LODO isn’t just a new optimizer. It’s a proof of concept that the design of optimization algorithms can itself be automated and adapted, that the rigid, human-engineered formulas of classical quasi-Newton methods can be replaced with flexible, learned representations without sacrificing theoretical guarantees.

This has practical implications as AI models scale. Today’s frontier models consume staggering compute budgets, and even modest improvements in optimizer efficiency translate to real savings in dollars and wall-clock time. LODO runs at competitive speeds against standard optimizers on a 95,000-parameter network while offering richer adaptivity.
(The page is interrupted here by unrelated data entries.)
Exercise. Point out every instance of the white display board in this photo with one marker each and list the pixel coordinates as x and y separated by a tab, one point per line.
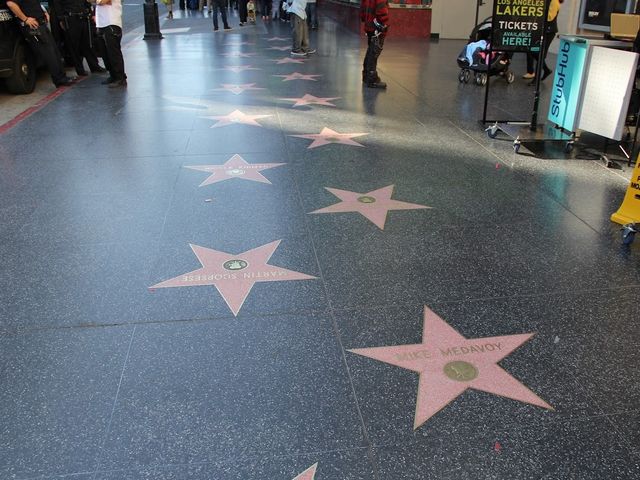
609	79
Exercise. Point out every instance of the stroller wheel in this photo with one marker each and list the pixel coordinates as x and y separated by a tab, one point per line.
510	76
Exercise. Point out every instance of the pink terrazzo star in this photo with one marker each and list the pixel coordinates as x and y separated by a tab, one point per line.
236	117
308	474
449	364
235	167
289	60
309	99
234	275
327	136
298	76
237	89
374	205
238	54
240	68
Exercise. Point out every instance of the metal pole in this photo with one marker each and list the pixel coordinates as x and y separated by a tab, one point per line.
536	97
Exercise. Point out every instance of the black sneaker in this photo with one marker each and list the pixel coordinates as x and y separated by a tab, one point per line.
65	82
118	83
377	84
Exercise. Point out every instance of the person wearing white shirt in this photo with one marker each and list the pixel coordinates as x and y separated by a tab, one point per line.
109	23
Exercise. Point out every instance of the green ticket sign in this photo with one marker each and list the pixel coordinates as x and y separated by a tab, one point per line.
517	25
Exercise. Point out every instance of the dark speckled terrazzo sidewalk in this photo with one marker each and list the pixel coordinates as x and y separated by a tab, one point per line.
228	271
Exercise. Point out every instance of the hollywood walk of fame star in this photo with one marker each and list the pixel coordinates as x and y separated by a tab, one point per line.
289	60
236	117
240	68
233	275
327	136
309	99
235	167
238	89
238	54
373	205
281	48
308	474
449	364
298	76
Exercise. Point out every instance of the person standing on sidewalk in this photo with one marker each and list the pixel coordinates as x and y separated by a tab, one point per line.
109	23
300	30
33	26
312	14
220	5
375	16
549	35
74	17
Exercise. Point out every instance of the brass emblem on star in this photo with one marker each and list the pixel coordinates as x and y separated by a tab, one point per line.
235	265
460	371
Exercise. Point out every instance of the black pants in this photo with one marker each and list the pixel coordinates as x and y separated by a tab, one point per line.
77	37
111	37
221	5
242	10
370	65
44	46
265	8
550	34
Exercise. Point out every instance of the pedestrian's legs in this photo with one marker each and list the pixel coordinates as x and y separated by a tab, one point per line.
72	38
214	14
370	65
112	38
242	10
223	12
44	46
530	59
304	35
86	49
296	29
312	15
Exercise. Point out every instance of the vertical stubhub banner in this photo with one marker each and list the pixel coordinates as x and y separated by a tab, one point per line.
567	83
517	25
The approach looks especially promising for architectures with heavy parameter sharing, like convolutional networks, where inference cost during training dominates optimization overhead.
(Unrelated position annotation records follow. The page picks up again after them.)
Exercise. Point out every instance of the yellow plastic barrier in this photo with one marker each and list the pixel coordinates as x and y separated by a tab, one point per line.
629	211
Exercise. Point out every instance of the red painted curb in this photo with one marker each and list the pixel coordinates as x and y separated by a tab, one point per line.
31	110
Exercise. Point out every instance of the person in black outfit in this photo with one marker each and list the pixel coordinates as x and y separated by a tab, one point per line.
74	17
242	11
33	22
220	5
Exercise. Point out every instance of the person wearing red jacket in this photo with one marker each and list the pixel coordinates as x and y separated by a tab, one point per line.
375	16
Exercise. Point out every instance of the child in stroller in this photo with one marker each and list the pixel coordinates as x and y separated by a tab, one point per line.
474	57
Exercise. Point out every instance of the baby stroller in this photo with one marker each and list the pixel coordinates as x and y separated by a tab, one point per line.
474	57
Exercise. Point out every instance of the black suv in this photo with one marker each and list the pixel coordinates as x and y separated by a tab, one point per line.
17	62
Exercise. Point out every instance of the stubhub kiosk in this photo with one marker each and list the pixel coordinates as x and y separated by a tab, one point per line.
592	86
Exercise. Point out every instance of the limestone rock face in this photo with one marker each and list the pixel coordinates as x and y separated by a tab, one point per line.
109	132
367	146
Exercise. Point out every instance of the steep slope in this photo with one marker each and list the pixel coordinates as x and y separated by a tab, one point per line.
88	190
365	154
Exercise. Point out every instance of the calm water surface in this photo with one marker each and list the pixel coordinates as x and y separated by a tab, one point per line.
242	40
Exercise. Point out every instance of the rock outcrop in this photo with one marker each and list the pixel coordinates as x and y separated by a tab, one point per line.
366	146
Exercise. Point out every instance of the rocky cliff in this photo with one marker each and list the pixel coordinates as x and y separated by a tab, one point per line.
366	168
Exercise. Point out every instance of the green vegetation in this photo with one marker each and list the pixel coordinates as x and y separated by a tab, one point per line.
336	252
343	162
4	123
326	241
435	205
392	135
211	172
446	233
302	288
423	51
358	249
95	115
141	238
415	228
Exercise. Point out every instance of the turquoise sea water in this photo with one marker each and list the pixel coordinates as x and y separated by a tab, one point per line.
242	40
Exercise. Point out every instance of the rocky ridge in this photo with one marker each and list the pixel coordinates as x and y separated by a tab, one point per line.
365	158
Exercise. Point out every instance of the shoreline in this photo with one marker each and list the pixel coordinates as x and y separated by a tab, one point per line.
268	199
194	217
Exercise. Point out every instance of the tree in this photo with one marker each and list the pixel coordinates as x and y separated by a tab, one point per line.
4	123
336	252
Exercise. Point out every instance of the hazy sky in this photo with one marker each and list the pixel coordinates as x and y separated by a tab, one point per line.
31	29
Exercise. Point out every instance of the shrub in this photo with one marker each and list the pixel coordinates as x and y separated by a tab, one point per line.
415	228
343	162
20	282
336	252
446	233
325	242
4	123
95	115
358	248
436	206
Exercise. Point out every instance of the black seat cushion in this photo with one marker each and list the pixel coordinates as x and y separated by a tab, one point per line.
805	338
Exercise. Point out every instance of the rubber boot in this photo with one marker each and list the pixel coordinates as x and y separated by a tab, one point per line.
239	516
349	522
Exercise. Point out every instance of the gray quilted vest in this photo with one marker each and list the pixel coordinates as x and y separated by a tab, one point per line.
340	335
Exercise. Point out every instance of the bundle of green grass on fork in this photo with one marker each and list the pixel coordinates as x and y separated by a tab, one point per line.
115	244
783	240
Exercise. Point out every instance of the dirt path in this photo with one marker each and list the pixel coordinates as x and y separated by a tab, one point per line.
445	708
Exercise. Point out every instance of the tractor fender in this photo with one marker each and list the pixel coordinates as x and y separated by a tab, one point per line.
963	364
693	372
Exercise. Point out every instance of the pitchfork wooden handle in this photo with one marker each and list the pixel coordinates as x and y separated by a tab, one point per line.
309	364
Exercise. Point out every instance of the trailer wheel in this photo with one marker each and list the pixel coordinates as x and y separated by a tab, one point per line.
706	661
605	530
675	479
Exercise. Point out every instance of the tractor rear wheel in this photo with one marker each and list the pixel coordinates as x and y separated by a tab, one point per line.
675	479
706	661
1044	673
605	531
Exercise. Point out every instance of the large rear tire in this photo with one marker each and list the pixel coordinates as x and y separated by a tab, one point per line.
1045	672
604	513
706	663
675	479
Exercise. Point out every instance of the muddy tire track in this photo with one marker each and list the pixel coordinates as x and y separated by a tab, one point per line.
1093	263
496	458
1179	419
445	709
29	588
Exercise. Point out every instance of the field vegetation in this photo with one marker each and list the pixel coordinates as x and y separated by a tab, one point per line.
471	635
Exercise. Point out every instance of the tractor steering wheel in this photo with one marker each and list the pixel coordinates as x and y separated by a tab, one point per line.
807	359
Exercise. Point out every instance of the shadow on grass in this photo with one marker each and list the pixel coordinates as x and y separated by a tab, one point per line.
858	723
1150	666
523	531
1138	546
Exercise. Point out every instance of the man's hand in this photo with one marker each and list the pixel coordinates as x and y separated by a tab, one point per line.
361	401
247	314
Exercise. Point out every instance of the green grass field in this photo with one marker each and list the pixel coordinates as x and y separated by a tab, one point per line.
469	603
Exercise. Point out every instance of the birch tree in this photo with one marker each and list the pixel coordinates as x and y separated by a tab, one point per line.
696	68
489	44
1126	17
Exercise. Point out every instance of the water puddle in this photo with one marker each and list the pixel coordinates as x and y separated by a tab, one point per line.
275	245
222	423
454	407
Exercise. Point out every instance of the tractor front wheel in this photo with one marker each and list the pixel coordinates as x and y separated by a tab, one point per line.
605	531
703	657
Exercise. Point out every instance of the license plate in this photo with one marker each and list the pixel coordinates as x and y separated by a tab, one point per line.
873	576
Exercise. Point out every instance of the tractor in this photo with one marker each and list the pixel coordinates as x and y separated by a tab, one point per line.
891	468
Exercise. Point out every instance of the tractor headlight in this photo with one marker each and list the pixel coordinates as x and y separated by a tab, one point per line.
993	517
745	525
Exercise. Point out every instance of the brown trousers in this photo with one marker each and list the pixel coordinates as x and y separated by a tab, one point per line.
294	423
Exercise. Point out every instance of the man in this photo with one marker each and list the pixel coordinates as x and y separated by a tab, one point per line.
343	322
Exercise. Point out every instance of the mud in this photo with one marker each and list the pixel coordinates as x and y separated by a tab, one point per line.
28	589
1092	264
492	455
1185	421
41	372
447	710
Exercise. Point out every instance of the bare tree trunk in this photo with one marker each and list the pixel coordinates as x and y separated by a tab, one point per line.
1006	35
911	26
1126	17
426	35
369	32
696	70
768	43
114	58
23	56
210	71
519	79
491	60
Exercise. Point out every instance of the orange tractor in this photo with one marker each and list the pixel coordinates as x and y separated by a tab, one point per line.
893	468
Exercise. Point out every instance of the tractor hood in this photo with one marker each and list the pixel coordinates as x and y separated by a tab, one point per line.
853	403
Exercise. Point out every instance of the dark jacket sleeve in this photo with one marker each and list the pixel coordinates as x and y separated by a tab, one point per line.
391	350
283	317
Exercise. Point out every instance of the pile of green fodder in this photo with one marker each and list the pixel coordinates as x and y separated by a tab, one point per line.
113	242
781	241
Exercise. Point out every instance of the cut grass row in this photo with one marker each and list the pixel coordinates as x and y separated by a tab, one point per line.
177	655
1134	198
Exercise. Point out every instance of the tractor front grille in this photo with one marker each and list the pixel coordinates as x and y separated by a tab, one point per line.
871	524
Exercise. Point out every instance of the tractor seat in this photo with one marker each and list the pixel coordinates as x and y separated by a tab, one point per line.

The work also opens up real theoretical questions. What is the optimal preconditioner for a given loss surface? Can a learned optimizer discover structure in the Hessian that hand-designed methods systematically miss? These questions sit at the intersection of optimization theory, meta-learning, and practical AI engineering.
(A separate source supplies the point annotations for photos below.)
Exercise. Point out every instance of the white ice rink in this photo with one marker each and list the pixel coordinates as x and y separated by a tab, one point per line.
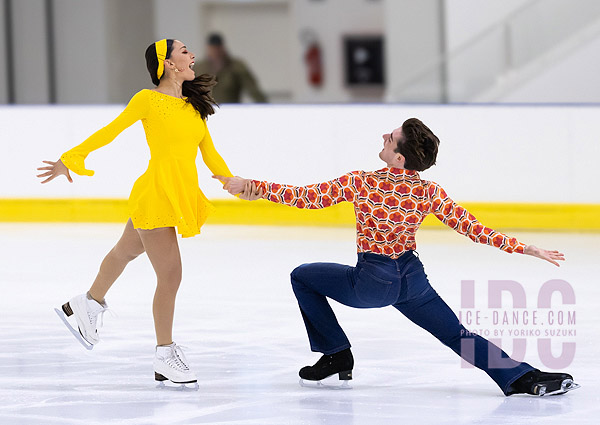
238	317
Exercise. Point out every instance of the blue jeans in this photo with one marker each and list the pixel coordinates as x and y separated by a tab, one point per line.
379	281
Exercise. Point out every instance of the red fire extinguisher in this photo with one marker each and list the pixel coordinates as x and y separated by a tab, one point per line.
312	57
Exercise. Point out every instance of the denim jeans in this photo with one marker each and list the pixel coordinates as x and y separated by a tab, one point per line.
379	281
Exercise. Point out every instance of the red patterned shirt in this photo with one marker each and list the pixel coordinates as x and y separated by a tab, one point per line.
390	204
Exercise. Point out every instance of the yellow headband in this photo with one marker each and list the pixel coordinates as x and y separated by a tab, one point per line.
161	55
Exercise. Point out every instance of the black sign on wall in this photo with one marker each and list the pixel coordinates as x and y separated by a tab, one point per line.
363	57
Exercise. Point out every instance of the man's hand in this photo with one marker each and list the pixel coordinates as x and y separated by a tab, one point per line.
233	185
251	193
550	256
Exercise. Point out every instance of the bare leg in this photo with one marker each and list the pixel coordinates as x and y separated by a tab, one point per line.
163	251
127	249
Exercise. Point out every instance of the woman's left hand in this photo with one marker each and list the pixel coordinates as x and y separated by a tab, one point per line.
550	256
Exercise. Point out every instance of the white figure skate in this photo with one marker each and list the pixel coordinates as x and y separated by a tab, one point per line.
85	311
170	364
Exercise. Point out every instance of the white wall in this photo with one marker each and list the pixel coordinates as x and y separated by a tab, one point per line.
466	19
81	51
575	77
3	67
414	42
30	53
487	153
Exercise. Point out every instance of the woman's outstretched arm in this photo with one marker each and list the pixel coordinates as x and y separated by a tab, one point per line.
74	159
314	196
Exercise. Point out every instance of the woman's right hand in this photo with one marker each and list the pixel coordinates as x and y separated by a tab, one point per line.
53	170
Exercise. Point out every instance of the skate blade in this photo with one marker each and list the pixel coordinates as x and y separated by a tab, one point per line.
326	384
175	386
75	333
566	386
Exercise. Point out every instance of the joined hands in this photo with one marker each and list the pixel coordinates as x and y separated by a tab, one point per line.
238	185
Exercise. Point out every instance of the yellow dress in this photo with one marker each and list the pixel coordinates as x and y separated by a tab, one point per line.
167	194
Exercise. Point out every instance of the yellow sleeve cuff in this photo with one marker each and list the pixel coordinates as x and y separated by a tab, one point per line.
76	163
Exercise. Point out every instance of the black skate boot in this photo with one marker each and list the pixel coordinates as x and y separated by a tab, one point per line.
341	363
541	383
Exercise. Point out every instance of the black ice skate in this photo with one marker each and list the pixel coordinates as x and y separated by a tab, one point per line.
541	383
341	363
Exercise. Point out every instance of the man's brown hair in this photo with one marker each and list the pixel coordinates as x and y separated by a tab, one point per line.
418	145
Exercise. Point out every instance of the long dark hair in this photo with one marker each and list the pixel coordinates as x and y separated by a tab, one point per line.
197	91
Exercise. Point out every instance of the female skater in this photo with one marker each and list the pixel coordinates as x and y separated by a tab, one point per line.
390	204
165	197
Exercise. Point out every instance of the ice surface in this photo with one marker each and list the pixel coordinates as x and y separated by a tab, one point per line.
238	317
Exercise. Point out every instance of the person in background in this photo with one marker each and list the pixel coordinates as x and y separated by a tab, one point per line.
232	74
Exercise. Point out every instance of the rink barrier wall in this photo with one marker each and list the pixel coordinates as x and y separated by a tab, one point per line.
525	216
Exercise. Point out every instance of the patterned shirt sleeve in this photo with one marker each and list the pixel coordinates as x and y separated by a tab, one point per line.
461	220
314	196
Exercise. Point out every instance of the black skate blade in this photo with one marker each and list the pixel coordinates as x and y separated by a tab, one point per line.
565	386
75	333
175	386
331	383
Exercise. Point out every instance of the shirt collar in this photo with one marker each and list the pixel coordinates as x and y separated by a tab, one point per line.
399	171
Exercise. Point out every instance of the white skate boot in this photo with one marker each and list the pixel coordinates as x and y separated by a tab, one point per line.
85	310
170	364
Bottom Line: LODO shows that the inverse Hessian, the holy grail of second-order optimization, can be learned from scratch, online, without any preparation, challenging decades of fixed-formula quasi-Newton design.

IAIFI Research Highlights

Interdisciplinary Research Achievement
LODO connects classical mathematical optimization theory with modern machine learning by embedding neural network representations inside quasi-Newton methods, grounding learned optimization in rigorous Hessian approximation theory.
Impact on Artificial Intelligence
By eliminating the need for meta-training while still achieving adaptive, curvature-aware optimization, LODO pushes forward the development of "training-free" learned optimizers that can generalize across arbitrary tasks.
Impact on Fundamental Interactions
The framework's ability to handle noisy loss surfaces and adapt to local curvature makes it a strong candidate for optimization problems in physics simulations, where loss surfaces can be highly non-convex and stochastic.
Outlook and References
Future work could scale LODO to larger architectures and explore hybrid designs combining it with momentum-based methods; the paper appears in TMLR (September 2023) and is available at [arXiv:2210.06171](https://arxiv.org/abs/2210.06171) and via OpenReview (forum id: Ns2X7Azudy).

Original Paper Details

Title
Learning to Optimize Quasi-Newton Methods
arXiv ID
[2210.06171](https://arxiv.org/abs/2210.06171)
Authors
Isaac Liao, Rumen R. Dangovski, Jakob N. Foerster, Marin Soljačić
Abstract
Fast gradient-based optimization algorithms have become increasingly essential for the computationally efficient training of machine learning models. One technique is to multiply the gradient by a preconditioner matrix to produce a step, but it is unclear what the best preconditioner matrix is. This paper introduces a novel machine learning optimizer called LODO, which tries to online meta-learn the best preconditioner during optimization. Specifically, our optimizer merges Learning to Optimize (L2O) techniques with quasi-Newton methods to learn preconditioners parameterized as neural networks; they are more flexible than preconditioners in other quasi-Newton methods. Unlike other L2O methods, LODO does not require any meta-training on a training task distribution, and instead learns to optimize on the fly while optimizing on the test task, adapting to the local characteristics of the loss landscape while traversing it. Theoretically, we show that our optimizer approximates the inverse Hessian in noisy loss landscapes and is capable of representing a wide range of inverse Hessians. We experimentally verify that our algorithm can optimize in noisy settings, and show that simpler alternatives for representing the inverse Hessians worsen performance. Lastly, we use our optimizer to train a semi-realistic deep neural network with 95k parameters at speeds comparable to those of standard neural network optimizers.